Well, OP has made it clear that using the living areas is not an option, as it is not her house, and she shares her bedroom with her child. The issue isn't the space, as such, it is the presence of the child. Whilst the schools and childcare are shut I don't see the OP has many options. Hopefully, since her child is 5, her child will be able to return to school soon.

ProsperTheBear · 28/05/2020 14:07

Your boss is ridiculous

Most companies don’t allow working and child cate at the same time, for obvious reasons. yes, in NORMAL CIRCUMSTANCES!

We are in the middle of a pandemic, not on lockdown as such but with restrictions, and.. the schools are closed for non-key workers.

Now is the time when it's acceptable to see a child's head or a cat during a zoom meeting. Because everybody is in the same boat, and offices are closed. Nearly everybody is understanding, because there's not other option at the moment.

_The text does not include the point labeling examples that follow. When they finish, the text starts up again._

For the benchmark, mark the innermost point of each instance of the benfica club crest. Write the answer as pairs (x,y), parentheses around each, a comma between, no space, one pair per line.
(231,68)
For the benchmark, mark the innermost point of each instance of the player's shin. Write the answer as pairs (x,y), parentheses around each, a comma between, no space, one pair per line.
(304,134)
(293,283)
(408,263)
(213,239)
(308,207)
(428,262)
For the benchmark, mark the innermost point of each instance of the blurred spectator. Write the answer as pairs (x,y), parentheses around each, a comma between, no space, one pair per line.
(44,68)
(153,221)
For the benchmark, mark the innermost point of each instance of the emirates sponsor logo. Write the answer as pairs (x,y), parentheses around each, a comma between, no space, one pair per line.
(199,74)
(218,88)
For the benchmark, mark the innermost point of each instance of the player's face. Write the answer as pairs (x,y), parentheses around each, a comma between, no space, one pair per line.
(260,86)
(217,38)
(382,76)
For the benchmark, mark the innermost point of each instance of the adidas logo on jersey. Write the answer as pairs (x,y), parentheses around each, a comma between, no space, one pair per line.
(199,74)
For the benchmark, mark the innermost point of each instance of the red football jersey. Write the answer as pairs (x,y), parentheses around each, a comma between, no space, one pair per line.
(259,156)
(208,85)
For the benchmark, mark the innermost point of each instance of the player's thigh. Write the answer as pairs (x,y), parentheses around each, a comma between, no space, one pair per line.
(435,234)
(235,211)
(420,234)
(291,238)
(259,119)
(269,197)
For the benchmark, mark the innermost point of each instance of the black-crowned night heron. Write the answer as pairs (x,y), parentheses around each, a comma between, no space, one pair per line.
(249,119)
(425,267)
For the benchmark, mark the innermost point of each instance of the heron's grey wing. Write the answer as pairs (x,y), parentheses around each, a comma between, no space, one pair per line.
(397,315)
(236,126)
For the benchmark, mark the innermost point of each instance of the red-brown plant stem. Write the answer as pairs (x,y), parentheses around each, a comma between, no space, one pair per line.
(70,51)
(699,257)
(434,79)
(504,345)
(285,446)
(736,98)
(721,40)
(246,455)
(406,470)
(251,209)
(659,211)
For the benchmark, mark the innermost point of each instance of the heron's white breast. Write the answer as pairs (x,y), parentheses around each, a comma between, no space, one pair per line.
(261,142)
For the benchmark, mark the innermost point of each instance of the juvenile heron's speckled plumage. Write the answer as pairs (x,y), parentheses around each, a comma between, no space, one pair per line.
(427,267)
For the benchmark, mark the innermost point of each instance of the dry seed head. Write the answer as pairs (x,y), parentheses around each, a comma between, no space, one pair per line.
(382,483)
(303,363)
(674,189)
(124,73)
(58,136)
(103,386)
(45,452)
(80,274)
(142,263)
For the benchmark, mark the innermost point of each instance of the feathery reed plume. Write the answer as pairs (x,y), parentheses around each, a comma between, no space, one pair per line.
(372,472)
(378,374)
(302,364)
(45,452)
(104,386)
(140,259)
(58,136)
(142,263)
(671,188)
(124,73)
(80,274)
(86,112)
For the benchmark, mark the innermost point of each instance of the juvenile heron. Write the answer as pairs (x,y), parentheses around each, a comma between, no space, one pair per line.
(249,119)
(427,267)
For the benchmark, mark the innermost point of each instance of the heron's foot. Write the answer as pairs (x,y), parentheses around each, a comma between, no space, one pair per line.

Apart from looking for another job, there's not much you can do unfortunately. That in itself is very risky in the beginning of a recession, you are a bit safer after your 4 years in the company. Your child will go back to school when the schools reopen, what else can you do.

ProsperTheBear · 28/05/2020 14:08

Uselesstwatmagnet
Another example of how lockdown has fucked women

why women? Do you think women are working whilst all men are on furlough? Hmm

Dk20 · 28/05/2020 14:08

We have been told time and time again not to worry if our children are making noise in the background, that things are stressful enough as they are trying to WFH whilst looking after children and not to put more stress on ourselves trying to get them to stay quiet.
For important calls I try to step outside to limit the background noise.
But I have been on calls with Males and females across Europe, and children can be heard in the background everywhere, even in really important meetings.

ineedaholidaynow · 28/05/2020 14:12

I think everyone both in my team and DH's team have seen or heard everyone's dogs!

I was in an important meeting the other day and one of the men on there was obviously shooing his children out of his office.

It is the new normal.

CoachBombay · 28/05/2020 14:13

If he wanted staff to work in silence in a professional setting he should have kept office space available! And not in his house!!

My 5 year old often appears on my team meetings with colleagues, everyone waves to him. He sat on my lap today eating a fab lolly 😳 he doesn't interject or speak up and just likes seeing everyone's faces. He's lonely! He is a only child and I'm a single mum, DS needs social interaction as much as me. My manager even asked him before how his day was going 😂 we then had to listen to a ten minute tail about his dinosaur.

We are a team of women, who have all had or have young children though, so maybe that's the difference.